John Easley joined the CMA in February 2017. Immediately prior to his arrival, Easley served as vice president and chief philanthropy officer of the Saint Louis Symphony Orchestra. He also acted as its co-president and chief executive officer during an executive transition period.

With more than 40 years of experience in the cultural arts sector, Easley has managed a variety of marketing, communications and fundraising programs in leadership positions: vice president of development and external affairs, Saint Louis Art Museum; director of external affairs, Nelson-Atkins Museum of Art, Kansas City; and director of development and external affairs, Minneapolis Institute of Art. Having held senior management roles at the Dallas Museum of Art and the Dallas Symphony Orchestra, Easley also served as president of the Museum of New Mexico Foundation in Santa Fe and as national president of the Art Museum Development Association.

Easley holds a bachelor’s degree in journalism from the University of Kansas.

Heather Lemonedes

Heather Lemonedes was appointed chief curator at the CMA in May 2016. She joined the curatorial staff in 2002, and was named curator of drawings in 2010. She also serves as an adjunct professor in the Department of Art History at Case Western Reserve University.

Lemonedes has curated or co-curated numerous exhibitions accompanied by scholarly catalogues at the CMA, including British Drawings from the Cleveland Museum of Art (2013); Paul Gauguin: Paris, 1889 (2009), co-organized with the Van Gogh Museum in Amsterdam; and Monet in Normandy (2007), co-organized with the Fine Arts Museums of San Francisco and the North Carolina Museum of Art. In addition, Lemonedes has curated various exhibitions for the prints and drawings galleries, including Pure Color: Pastels from the Cleveland Museum of Art (2016–17), Imagining the Garden (2015–16), Themes and Variations: Musical Drawings and Prints (2015), and Mary Cassatt and the Feminine Ideal in 19th-Century Paris (2012). 

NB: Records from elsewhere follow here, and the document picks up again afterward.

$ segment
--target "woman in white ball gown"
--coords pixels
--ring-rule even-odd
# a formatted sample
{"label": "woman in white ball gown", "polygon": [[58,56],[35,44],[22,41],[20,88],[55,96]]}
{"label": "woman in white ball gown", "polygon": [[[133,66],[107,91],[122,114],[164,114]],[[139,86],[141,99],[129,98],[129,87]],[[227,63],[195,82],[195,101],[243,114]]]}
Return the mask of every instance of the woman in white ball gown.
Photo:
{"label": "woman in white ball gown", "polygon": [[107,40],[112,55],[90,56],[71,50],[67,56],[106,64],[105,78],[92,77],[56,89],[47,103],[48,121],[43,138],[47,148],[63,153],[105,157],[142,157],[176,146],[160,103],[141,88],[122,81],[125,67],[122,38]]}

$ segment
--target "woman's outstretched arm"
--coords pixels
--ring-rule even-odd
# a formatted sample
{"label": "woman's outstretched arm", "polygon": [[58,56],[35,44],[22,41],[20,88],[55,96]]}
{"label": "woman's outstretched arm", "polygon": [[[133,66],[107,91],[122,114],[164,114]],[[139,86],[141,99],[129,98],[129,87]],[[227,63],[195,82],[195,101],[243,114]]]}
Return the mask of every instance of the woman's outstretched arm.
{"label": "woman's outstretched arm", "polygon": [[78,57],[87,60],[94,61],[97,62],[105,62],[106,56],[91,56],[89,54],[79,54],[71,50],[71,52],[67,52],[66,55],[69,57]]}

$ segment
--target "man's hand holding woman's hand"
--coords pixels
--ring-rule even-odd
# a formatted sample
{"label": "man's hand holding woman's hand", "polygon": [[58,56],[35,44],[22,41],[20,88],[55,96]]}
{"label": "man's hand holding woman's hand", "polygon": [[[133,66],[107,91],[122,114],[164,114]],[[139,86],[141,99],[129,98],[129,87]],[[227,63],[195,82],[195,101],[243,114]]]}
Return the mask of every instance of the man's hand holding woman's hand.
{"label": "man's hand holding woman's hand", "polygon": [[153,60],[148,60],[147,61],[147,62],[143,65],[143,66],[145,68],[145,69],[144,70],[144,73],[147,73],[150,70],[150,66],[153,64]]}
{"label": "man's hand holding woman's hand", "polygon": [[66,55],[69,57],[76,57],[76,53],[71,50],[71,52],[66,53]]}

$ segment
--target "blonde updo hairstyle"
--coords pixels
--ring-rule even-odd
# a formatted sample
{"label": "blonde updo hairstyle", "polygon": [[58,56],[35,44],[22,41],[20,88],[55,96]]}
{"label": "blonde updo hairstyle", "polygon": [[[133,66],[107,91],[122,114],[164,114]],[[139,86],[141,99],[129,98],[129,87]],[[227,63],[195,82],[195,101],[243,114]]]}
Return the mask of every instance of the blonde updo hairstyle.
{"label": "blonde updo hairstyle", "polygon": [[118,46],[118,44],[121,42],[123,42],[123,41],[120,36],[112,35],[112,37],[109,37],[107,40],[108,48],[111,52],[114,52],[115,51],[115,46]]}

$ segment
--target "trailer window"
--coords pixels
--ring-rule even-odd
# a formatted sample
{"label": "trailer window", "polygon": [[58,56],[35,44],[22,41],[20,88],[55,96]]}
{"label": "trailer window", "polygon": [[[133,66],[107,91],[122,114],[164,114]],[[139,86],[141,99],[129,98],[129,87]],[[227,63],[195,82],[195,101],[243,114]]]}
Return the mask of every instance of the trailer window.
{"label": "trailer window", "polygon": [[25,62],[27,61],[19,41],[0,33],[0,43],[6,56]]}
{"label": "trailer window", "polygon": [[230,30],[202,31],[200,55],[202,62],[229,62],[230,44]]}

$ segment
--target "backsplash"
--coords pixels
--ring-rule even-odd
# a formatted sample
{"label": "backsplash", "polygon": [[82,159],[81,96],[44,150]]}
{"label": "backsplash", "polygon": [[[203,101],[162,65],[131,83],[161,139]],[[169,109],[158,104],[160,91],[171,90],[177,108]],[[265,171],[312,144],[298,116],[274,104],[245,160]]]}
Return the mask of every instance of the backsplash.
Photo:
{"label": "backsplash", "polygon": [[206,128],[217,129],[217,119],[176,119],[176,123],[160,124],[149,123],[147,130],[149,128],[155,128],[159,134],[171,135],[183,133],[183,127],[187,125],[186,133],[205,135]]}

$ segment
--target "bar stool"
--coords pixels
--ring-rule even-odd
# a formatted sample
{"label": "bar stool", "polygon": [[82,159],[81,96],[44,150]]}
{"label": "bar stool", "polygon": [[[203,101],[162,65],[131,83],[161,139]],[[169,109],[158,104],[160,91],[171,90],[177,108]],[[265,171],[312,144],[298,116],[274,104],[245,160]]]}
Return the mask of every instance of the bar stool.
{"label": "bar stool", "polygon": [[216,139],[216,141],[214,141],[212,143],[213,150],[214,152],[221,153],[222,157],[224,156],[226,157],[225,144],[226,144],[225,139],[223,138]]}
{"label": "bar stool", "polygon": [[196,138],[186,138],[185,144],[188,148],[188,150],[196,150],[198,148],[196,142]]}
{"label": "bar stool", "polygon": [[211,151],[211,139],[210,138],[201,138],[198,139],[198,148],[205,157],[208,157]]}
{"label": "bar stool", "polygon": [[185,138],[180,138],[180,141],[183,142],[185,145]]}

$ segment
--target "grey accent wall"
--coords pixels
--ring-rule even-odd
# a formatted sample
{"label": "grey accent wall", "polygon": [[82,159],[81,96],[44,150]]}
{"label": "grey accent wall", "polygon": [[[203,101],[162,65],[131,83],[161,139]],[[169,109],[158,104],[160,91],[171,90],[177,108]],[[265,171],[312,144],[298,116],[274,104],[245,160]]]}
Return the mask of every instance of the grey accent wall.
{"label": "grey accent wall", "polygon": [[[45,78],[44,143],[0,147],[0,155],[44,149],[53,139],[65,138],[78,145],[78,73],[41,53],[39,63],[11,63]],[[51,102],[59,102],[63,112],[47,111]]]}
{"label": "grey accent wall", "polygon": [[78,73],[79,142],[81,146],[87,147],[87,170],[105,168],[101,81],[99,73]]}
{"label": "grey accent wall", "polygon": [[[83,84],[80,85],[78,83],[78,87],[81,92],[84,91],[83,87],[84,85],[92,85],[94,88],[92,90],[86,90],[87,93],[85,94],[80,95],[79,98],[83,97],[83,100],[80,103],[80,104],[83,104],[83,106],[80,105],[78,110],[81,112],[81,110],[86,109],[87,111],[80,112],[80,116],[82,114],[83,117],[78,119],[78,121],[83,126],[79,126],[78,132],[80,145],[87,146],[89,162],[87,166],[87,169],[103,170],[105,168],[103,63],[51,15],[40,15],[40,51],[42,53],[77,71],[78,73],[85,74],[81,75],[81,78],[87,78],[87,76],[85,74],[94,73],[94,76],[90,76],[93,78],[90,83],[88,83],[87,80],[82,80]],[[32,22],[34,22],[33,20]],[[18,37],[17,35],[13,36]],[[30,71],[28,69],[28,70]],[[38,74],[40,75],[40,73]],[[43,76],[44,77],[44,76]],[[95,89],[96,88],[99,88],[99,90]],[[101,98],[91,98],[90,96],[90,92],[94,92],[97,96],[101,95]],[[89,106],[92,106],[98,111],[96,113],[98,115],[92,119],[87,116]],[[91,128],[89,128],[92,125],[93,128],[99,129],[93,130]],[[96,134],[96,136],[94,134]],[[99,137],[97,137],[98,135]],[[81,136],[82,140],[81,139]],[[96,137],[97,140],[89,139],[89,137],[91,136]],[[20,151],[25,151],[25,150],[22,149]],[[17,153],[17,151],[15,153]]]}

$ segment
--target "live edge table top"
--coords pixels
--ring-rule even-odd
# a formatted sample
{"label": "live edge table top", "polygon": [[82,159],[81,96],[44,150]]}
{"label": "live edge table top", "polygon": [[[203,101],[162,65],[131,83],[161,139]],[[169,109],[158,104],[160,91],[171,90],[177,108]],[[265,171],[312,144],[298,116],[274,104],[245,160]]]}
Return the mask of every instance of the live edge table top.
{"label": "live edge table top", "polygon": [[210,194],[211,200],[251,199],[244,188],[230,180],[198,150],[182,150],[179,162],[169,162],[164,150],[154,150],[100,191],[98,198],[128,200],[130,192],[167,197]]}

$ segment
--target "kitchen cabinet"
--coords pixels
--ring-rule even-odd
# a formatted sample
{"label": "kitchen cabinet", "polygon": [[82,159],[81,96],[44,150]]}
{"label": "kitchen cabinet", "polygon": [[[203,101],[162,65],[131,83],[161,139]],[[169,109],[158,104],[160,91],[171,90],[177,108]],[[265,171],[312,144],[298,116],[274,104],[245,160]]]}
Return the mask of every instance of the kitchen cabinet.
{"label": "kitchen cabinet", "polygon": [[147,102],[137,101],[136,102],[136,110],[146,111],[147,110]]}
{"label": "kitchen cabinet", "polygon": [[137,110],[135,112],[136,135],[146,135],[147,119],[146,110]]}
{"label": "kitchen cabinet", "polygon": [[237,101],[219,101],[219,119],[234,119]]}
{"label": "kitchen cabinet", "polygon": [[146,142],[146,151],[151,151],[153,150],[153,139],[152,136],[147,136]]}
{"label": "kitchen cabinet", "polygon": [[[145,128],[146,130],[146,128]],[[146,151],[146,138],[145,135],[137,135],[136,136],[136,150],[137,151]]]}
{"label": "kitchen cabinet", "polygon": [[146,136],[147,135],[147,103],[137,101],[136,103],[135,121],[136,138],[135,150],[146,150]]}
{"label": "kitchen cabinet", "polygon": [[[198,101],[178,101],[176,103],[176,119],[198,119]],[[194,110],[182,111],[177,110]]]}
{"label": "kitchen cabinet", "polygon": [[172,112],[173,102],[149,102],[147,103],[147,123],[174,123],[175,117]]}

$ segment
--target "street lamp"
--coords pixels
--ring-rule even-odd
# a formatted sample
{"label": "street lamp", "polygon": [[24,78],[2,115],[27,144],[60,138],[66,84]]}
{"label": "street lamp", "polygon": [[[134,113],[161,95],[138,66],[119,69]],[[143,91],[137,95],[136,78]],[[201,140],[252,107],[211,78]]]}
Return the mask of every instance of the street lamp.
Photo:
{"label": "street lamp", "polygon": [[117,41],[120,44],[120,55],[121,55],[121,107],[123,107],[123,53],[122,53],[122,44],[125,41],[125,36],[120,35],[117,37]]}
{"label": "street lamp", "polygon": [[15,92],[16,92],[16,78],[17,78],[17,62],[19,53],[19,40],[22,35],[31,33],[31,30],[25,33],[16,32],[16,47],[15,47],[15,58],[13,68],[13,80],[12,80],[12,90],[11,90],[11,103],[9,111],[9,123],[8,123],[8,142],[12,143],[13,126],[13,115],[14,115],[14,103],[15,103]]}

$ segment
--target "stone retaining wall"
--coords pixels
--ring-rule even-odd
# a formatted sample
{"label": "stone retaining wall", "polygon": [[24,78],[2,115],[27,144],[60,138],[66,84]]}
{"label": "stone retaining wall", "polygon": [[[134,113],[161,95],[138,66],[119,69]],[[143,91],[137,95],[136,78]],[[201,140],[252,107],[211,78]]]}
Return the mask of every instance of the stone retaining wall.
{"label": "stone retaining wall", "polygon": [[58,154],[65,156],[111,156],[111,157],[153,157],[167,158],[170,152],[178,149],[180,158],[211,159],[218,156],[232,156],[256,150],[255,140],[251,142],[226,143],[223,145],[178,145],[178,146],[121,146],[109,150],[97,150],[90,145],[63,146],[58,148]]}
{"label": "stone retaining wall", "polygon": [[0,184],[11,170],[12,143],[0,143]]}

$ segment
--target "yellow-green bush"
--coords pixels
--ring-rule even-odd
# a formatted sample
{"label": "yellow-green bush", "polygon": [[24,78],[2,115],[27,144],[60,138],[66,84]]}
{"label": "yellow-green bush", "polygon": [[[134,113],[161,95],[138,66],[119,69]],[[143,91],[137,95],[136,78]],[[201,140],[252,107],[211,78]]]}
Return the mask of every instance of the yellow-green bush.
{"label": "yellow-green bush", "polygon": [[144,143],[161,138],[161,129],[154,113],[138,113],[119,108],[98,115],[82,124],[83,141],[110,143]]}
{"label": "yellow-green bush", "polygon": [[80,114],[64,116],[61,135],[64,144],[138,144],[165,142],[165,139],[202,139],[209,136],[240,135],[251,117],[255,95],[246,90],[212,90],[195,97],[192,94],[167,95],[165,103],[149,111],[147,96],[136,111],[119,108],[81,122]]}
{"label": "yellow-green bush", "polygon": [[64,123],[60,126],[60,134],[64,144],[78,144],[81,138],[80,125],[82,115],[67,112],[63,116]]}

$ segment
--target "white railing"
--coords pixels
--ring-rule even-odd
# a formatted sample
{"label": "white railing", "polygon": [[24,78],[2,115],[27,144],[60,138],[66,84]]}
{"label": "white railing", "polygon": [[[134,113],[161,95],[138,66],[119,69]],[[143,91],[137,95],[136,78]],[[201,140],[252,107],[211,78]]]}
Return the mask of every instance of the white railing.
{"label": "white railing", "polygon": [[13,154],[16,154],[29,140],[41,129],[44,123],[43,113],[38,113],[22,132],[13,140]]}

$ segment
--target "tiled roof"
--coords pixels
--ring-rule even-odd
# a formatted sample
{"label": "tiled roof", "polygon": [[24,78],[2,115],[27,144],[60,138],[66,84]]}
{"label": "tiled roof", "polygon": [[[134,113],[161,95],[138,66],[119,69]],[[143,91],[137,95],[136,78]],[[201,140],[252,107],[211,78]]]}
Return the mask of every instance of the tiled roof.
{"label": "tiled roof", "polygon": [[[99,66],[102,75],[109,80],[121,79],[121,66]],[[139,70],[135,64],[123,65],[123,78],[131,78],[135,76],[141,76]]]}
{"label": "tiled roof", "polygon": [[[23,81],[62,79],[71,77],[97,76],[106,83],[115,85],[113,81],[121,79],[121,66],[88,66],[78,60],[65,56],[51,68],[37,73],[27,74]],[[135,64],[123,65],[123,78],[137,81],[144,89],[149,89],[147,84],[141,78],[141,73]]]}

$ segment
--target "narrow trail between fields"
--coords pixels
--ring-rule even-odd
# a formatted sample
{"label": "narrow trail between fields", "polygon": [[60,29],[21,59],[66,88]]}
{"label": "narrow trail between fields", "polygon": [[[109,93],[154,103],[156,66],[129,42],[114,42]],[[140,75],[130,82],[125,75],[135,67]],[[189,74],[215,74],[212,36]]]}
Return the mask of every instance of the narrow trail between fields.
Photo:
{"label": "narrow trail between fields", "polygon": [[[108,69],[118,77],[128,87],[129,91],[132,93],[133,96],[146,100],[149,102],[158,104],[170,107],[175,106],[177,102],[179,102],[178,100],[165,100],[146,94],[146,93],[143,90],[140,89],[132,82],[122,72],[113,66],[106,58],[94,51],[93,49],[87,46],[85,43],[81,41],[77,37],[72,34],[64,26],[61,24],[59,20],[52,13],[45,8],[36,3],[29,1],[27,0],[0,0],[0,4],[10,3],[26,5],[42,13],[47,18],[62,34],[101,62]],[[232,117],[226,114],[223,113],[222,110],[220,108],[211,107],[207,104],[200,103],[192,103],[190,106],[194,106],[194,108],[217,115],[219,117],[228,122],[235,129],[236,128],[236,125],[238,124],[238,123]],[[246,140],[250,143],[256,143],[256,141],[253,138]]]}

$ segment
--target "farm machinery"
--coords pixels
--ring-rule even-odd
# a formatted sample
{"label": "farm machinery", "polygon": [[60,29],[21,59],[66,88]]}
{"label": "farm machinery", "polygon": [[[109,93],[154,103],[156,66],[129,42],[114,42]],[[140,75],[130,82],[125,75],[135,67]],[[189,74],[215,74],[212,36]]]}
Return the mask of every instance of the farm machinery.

Lemonedes received a bachelor’s degree in art history from Vassar College, a master’s degree from the Courtauld Institute of Art in London, and a PhD from the Graduate Center, City University of New York.

Previously, she was employed in the Prints and Drawings Department at the Metropolitan Museum of Art and in the Print Department at Christie’s, New York. A former board member of the Frances Lehman Loeb Art Center, she also served two terms as president of the Vassar Club of Cleveland.  

Cyra Levenson

Cyra Levenson was appointed director of education and academic affairs at the CMA in May 2016. Prior to her arrival, she served as curator of education and academic outreach at the Yale Center for British Art in New Haven, Connecticut. There she developed innovative interpretive materials and programs based on the collections and special exhibitions, including campus-wide collaborations, and managed school partnership initiatives, family programs, teacher training and community collaborations. In addition to holding various education positions at the Seattle Art Museum, Levenson previously worked as museum education and gallery resources manager at the Rubin Museum of Art in New York City and as museum education coordinator at the Heritage School for the New York City Board of Education, where she supervised a museum education program at an arts-based public high school in East Harlem. 

Levenson has taught extensively and has published numerous essays on museums and education, including “Creative Argument: The Power of Image and Word,” in Learning Disabilities: A Contemporary Journal; “Teaching towards Creativity,” in Creativity in Art Education; and “The Underserved Questions in Museum Education,” in Studies in Art Education. Also, Levenson co-curated the Yale Center for British Art exhibition Figures of Empire: Slavery and Portraiture in 18th-Century Atlantic Britain and produced the 2014 documentary Visual Literacy: Rethinking the Role of Art in Education.

Levenson holds a bachelor’s degree with high honors in visual arts, with a concentration in Asian art history, from Oberlin College, and an EdM in art and art education from Teachers College, Columbia University.